If there’s a lasting image from Monday night’s first presidential debate, it’s Hillary Clinton, called upon to respond to her opponent, letting out a little Woo!, and then shimmying as the audience chuckled, her grin growing with the crowd’s laughter.
Is Donald Trump funny? For voters of a certain persuasion, the answer long seemed to be: of course. Look at his hair! Watch his silly television show. See how badly he wants to plate things in gold; how desperately he wants us to know about it. Look at how easily he’s mocked back down to size. There’s Vermin Supreme, the “rent is too damn high” guy, and Donald J. Trump — amusing sideshows to keep the first few months of each cycle’s national primaries exciting. How beautiful the American government is, how bountiful the patience of voters, to allow such things. Election after election, scandal after scandal, Trump proved time and again to be perfect fodder, an instant, pouchy punch line huffing and puffing his way to the next batch of headlines.

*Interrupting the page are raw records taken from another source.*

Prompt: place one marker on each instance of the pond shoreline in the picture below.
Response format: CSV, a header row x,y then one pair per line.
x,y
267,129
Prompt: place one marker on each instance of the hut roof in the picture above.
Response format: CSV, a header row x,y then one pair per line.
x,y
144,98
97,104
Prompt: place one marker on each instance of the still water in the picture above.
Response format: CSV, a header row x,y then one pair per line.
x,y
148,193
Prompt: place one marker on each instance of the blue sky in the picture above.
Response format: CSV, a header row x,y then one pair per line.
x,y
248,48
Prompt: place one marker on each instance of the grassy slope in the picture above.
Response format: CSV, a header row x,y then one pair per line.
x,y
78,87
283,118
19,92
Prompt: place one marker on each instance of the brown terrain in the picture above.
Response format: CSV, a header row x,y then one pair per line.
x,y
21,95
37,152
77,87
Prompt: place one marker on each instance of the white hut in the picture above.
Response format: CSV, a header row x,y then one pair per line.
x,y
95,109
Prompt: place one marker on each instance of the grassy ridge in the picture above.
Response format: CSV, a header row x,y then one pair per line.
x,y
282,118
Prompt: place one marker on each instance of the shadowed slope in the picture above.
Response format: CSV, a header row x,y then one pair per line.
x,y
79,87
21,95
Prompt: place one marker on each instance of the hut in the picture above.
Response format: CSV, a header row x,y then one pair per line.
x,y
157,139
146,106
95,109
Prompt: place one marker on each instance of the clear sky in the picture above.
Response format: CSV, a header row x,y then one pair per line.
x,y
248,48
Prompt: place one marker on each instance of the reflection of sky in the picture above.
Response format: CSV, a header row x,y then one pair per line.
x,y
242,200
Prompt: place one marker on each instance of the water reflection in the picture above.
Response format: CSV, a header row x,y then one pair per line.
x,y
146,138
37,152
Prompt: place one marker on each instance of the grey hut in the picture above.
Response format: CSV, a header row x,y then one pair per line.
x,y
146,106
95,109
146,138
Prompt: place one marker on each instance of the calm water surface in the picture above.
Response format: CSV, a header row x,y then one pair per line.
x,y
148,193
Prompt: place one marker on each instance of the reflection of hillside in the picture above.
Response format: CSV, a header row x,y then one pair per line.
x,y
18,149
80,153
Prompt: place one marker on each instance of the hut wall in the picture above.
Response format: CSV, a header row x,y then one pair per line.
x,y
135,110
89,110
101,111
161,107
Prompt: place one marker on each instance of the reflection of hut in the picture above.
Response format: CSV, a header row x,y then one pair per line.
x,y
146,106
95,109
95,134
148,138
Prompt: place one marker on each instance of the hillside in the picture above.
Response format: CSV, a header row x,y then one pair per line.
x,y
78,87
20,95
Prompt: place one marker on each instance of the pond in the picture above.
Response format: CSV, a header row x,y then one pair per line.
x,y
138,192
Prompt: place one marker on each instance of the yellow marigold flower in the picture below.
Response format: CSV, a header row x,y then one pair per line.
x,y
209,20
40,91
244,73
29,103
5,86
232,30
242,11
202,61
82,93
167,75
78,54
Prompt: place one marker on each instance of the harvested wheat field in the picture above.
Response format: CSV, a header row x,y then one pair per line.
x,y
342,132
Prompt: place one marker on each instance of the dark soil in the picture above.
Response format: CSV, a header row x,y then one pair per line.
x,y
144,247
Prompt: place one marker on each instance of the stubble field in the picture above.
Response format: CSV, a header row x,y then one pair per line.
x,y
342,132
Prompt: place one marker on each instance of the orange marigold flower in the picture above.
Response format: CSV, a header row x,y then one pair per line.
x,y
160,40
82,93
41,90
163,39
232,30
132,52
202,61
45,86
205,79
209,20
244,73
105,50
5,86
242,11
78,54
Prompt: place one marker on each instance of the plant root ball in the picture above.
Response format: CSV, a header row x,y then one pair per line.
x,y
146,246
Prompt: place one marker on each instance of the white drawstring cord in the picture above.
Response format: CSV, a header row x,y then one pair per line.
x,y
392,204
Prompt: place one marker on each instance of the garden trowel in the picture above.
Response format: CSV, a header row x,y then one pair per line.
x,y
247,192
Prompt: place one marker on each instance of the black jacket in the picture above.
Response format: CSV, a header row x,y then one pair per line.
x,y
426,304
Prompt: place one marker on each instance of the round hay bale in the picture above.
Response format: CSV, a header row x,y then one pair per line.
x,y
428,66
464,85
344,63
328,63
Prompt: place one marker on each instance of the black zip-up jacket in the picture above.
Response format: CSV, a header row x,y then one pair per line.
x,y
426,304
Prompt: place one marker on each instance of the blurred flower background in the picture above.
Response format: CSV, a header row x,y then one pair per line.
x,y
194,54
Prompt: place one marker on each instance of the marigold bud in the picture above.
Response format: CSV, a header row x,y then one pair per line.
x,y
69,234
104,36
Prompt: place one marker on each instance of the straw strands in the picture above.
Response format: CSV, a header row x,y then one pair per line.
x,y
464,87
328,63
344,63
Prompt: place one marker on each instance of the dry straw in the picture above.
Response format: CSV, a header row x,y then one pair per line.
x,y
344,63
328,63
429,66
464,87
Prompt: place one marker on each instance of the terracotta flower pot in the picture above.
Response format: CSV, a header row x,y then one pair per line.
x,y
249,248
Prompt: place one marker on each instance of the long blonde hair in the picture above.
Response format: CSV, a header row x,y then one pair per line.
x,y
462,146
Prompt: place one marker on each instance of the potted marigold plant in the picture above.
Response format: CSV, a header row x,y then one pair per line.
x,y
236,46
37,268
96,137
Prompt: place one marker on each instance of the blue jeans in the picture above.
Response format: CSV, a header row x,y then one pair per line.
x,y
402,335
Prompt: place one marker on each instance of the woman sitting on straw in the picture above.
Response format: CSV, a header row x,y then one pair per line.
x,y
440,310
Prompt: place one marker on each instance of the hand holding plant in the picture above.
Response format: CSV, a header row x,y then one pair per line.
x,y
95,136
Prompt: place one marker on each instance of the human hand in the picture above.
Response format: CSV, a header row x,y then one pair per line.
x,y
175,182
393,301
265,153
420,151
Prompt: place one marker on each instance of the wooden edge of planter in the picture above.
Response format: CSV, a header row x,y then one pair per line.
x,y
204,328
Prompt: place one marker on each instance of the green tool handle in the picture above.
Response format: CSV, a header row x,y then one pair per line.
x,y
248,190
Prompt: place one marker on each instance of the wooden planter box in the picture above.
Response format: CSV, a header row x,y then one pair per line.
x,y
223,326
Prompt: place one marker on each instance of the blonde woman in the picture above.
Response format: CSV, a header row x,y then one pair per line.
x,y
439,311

But as the race wore on, Trump endured. It turned out that a lot of voters didn’t think his campaign was funny at all, and what seemed outlandish to many on the left and right alike actually sounded pretty damn good to others. In November, three months before the first Republican primary, Trump’s guest appearance on Saturday Night Live was mostly laughed off. But when NBC’s Jimmy Fallon tussled Trump’s hair on the air a week and a half ago, he discovered that the goalposts for humor about the now-nominee had moved. To Fallon’s mostly liberal audience, this seemed like heresy: Doesn’t he know this isn’t funny anymore?
So it felt like a relief to finally see someone laugh in Trump’s face — and for that person to be not a comedian or a columnist or a seasick Democrat, but the very person Trump has been trying to intimidate. Clinton’s shimmy spawned a meme, but it resonated beyond that: It was a harkening back to the days when Trump could plausibly be written off as an entertainer and not a politician.
He can’t anymore, of course — he is a politician, and one who, with two more debates ahead, still has a good shot at winning the White House. But Clinton’s job in these head-to-head contests is not to josh around with those who already view Trump’s candidacy as ludicrous — what fun is explaining a joke? Instead, her job is to show those who haven’t laughed yet just what an absurdity it is.
And judging by the laughter Monday night, she’s doing just fine.